> On July 15, 2019, 9:14 a.m., Benjamin Bannier wrote:
> > src/master/master.cpp
> > Lines 6255-6260 (patched)
> > <https://reviews.apache.org/r/71008/diff/4/?file=2154545#file2154545line6255>
> >
> >     It seems we only do this check to make sure we can access the config 
> > below which introduces quite some coupling. Is there a reason we couldn't 
> > grab the config outside the lambda and capture it instead (i.e., do we want 
> > to support mutable drain configs)? That would allow us to reduce coupling 
> > between `Slave::draining` and `markGone`.
> 
> Joseph Wu wrote:
>     This check is specifically to guard against an interleaving of the 
> `RemoveSlave` and `MarkAgentDrained` registry operations.  There are a 
> variety of ways to trigger the `RemoveSlave`, one of which is shutting down 
> the agent (SIGUSR1).
>     
>     So imagine the following sequence of events:
>     1) Agent sends the master a `UnregisterSlaveMessage`.
>     2) Master starts the `RemoveSlave` operation.
>     3) Final terminal ACK arrives at the master, which causes master to call 
> `checkAndTransitionDrainingAgent` and `MarkAgentDrained`.
>     4) `RemoveSlave` completes.  Master clears memory of that agent.
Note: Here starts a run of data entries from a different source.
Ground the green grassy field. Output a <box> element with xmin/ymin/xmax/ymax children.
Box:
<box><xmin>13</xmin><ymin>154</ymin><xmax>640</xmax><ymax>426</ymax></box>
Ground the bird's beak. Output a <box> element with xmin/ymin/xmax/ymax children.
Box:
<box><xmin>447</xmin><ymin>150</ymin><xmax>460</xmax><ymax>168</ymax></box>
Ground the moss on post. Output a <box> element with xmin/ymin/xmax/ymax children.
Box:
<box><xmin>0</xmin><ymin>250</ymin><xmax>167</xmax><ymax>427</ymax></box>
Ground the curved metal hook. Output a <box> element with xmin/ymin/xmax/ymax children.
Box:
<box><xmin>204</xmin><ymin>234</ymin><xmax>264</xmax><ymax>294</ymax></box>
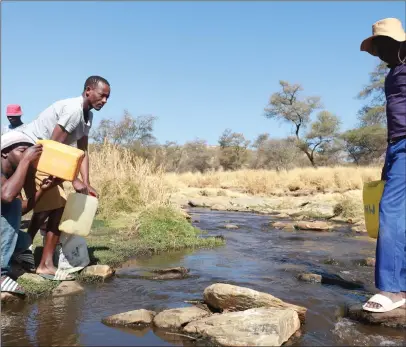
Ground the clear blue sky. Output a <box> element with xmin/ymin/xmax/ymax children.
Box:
<box><xmin>1</xmin><ymin>1</ymin><xmax>406</xmax><ymax>144</ymax></box>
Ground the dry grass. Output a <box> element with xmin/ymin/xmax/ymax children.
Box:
<box><xmin>83</xmin><ymin>144</ymin><xmax>171</xmax><ymax>218</ymax></box>
<box><xmin>165</xmin><ymin>167</ymin><xmax>381</xmax><ymax>196</ymax></box>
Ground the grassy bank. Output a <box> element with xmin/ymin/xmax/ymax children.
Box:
<box><xmin>18</xmin><ymin>145</ymin><xmax>224</xmax><ymax>297</ymax></box>
<box><xmin>87</xmin><ymin>207</ymin><xmax>223</xmax><ymax>267</ymax></box>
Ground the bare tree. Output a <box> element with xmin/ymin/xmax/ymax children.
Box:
<box><xmin>265</xmin><ymin>81</ymin><xmax>340</xmax><ymax>166</ymax></box>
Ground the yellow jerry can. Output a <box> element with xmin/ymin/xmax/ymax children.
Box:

>     5) `MarkAgentDrained` completes.  Master no longer knows about that agent 
> and hits this LOG line.
> 
> Benjamin Bannier wrote:
>     That chain of event seems pretty clear, but I was after something else: 
> right now we seem to perform this check here just so we can access the 
> config; `markGone` asserts that `slaves.markingGone.contains(slaveId)` while 
> we here ensure `slaves.draining.contains(slaveId)`. That seems like 
> unnecessary and complicated coupling to me which I'd prefer we wouldn't 
> introduce.
>     
>     In order to remove the need for checking `slaves.draining` we could 
> capture the drain config by value into the closure (which would effectively 
> require that drain configs are immutable) and would then invoke `markGone` 
> regardless on whether an agent is in `slaves.draining`. For your point (5) we 
> should instead perform a precondition check with something more closely 
> related, e.g., check whether the agent is present in `slaves.markingGone`.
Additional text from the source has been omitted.